20 Scorpions (total)

20 2 Count Mountain Climbers

20 Air Squats

20 Jumping Jacks

20 Shoulder Circles forward

20 Shoulder Circles backward

Then,

grab a barbell and Spend the remainder of the warm-up reviewing the Bear Complex and the Banded Deadlift

Strength

Banded Conventional Deadlift (2-2-2-2-2-2-2-2)

8 x 2 @70% of Last Monday + Band Tension. Every 60s.

– Reset on each rep, not done touch n go.

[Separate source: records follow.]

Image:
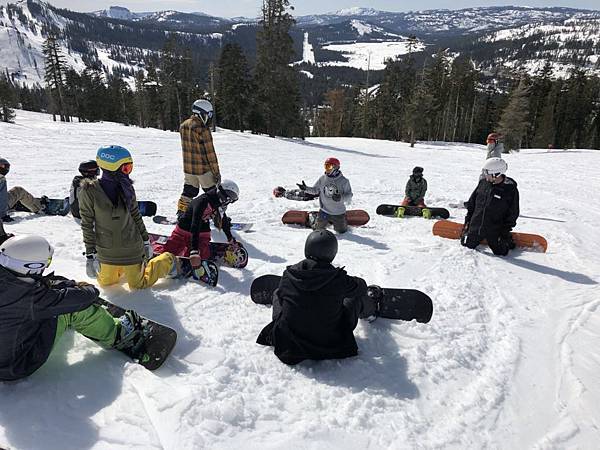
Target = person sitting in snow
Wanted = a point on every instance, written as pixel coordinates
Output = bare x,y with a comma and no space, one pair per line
317,306
334,192
492,209
416,188
88,170
35,310
9,198
191,236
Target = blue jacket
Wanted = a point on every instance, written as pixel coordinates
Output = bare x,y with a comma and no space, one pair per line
3,196
29,316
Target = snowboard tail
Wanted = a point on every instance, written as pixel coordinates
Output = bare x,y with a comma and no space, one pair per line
393,211
355,217
397,304
453,230
154,345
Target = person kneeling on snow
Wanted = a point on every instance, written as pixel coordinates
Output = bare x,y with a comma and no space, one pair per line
9,198
35,310
191,236
114,234
334,192
416,187
317,306
492,209
88,170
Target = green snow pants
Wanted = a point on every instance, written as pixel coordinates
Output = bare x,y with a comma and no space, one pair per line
93,322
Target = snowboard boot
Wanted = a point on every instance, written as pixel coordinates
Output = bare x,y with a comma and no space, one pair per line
375,294
400,212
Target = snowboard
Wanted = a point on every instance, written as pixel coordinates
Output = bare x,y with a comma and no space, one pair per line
220,252
235,226
147,209
429,213
54,207
153,347
453,230
294,194
398,304
355,217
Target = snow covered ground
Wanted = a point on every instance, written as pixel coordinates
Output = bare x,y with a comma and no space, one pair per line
508,361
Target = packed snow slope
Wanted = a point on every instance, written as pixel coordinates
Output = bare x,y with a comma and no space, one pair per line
508,361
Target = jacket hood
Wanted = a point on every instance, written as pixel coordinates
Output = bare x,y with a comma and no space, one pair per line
311,276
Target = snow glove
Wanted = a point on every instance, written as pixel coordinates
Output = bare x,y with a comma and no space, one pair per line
92,265
148,250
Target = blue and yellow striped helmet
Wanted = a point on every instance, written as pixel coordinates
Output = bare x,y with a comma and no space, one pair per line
111,157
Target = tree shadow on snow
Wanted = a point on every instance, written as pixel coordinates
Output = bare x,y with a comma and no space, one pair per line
53,407
378,368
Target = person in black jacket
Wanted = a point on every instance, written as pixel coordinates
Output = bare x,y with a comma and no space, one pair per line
87,169
492,209
35,310
317,306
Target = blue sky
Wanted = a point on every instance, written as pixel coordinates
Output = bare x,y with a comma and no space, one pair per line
251,8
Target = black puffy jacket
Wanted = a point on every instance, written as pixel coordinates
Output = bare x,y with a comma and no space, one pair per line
28,319
313,323
493,209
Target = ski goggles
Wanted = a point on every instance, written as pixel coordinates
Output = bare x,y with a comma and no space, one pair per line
127,168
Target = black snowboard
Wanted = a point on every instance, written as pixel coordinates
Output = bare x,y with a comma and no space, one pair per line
391,210
157,341
54,207
294,194
399,304
147,209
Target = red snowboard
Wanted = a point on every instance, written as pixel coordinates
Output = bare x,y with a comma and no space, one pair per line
355,217
453,230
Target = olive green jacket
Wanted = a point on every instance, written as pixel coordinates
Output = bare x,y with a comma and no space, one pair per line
116,234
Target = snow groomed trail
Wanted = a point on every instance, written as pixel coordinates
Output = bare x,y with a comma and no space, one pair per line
509,360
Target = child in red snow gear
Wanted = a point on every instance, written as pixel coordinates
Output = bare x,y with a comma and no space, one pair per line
317,306
416,187
191,236
35,310
492,209
88,170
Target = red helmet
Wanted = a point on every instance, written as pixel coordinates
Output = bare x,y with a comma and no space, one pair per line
333,161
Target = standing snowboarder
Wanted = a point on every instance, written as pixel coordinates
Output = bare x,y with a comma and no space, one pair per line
114,234
88,170
334,192
200,164
492,209
416,188
9,198
191,236
495,147
36,310
317,306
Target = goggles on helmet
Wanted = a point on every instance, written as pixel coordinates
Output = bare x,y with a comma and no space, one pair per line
127,168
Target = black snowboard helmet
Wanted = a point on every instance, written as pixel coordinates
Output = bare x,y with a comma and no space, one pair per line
89,168
4,166
321,246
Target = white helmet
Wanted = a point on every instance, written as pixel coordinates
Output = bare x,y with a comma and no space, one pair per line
203,109
229,191
495,166
26,254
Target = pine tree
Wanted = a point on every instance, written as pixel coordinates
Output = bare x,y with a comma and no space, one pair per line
54,77
277,85
7,114
513,122
233,88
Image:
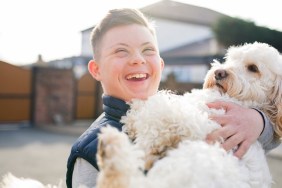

– Beginner: Conventional Deadlift: 5 x 4 at a moderate weight heavier than last week. Reset on each rep. Rest 90s.

Metcon Prep

Bear Complex: Build to Metcon Weight in 3 sets.

Metcon

Bear Grylls (AMRAP – Reps)

In 7:00

400 Meter Run

Remaining time: Max Bear Complex (135, 95)

– Squat Clean Thruster + Back Squat Thruster

*Score = total reps.
L3: (115, 75)

L2: (95, 65)

L1: (75, 55)

Beginner Option: DB Man Makers

Extra Credit

(55:00 – 60:00)

Banded Leg Curls: 3 x 30-50 each. Rest 30s.